A survey headed by HSBC to cultivate personal finance among young adults, has shown that younger people know little about their savings compared with other age groups.
The study polled 1,000 respondents and concluded that 89% of people below the age of 25 have no knowledge at all of the interest rates on their savings accounts.
HSBC is partnering with Personal Finance Education Group (PFEG) which aims to educate youngsters with their finances by improving the quality and quantity of monetary teaching in schools.
The world’s third most profitable bank believes “that it is never too early for young people to begin to learn the basics of managing money and the importance of budgeting and saving.”
Despite saver apathy the study had shown a number of depositors under 35 showing importance in saving for their future.
Younger savers are not alone when it comes to a general disinterest in savings; 84% of depositors belonging to the 34-44 age bracket were also unaware of the interest rates on their savings accounts.
The think-tank knows people with savings can stand in the midst of crisis compared to those don’t and get trapped in debt.

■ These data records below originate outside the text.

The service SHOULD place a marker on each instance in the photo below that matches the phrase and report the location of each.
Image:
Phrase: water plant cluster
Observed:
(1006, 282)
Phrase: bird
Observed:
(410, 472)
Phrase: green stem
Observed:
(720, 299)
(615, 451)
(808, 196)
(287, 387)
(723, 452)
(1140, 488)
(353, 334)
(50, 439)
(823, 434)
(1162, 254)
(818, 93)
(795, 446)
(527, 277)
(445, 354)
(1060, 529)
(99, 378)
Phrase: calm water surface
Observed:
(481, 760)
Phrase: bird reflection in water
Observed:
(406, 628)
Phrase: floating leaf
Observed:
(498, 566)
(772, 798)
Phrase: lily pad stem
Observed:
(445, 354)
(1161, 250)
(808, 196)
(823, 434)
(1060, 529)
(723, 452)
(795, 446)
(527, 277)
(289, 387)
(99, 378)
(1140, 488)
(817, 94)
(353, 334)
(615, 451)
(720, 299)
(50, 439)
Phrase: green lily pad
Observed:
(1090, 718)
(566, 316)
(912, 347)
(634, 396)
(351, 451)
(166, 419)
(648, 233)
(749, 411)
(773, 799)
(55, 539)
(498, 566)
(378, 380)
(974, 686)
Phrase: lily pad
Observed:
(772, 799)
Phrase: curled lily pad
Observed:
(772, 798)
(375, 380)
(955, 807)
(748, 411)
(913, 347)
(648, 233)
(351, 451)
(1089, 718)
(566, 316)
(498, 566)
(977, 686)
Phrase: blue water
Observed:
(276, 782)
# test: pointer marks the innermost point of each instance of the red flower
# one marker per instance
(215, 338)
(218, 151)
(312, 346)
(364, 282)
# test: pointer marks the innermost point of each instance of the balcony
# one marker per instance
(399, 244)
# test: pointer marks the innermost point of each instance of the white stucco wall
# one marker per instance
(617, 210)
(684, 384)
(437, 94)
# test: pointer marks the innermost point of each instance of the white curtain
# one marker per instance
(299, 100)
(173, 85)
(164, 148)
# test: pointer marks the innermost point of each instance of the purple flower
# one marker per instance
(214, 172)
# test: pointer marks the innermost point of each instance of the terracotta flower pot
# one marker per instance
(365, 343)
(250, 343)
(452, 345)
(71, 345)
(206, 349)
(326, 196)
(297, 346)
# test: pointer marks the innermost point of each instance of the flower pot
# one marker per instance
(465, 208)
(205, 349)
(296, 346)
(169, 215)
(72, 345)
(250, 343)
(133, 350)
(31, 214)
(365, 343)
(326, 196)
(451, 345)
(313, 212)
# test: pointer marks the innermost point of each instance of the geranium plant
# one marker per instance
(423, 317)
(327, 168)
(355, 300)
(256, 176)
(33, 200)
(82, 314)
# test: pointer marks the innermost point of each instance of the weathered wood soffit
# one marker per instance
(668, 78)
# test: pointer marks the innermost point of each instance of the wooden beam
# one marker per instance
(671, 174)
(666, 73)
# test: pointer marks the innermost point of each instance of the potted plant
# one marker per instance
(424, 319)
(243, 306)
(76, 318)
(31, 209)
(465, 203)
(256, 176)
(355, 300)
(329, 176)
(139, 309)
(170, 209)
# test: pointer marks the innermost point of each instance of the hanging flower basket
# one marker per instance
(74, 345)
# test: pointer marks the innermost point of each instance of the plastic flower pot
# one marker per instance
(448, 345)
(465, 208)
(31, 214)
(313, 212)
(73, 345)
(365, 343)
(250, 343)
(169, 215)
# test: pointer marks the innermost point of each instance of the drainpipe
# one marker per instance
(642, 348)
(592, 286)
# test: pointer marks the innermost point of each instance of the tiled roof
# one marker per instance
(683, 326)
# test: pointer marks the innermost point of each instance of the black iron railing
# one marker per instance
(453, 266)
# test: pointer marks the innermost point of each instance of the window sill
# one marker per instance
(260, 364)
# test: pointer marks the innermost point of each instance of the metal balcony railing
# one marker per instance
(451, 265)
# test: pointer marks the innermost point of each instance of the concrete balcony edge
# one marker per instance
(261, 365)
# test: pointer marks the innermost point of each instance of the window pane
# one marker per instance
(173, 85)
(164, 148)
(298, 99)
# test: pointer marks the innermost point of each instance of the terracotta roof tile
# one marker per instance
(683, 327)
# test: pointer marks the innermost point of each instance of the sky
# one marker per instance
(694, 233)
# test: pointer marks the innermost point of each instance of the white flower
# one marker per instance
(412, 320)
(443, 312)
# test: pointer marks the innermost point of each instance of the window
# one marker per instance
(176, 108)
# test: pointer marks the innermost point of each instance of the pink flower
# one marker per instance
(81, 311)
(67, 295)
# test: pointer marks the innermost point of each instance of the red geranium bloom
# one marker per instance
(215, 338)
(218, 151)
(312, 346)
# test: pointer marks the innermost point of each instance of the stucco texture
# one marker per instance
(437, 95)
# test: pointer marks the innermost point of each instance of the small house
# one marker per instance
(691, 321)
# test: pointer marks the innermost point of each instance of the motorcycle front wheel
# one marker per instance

As a panacea to this impassiveness, the Social Market Foundation came up with an incentive to re-awaken people’s interest in saving: a “no lose lottery” system which automatically adds 50% to a depositor’s savings with a chance to win a prize fund.
It also proposed a savings smartcard that would allow people to put small amounts into savings accounts at various locations, such as supermarket checkouts, and for tax relief on pensions to be scrapped.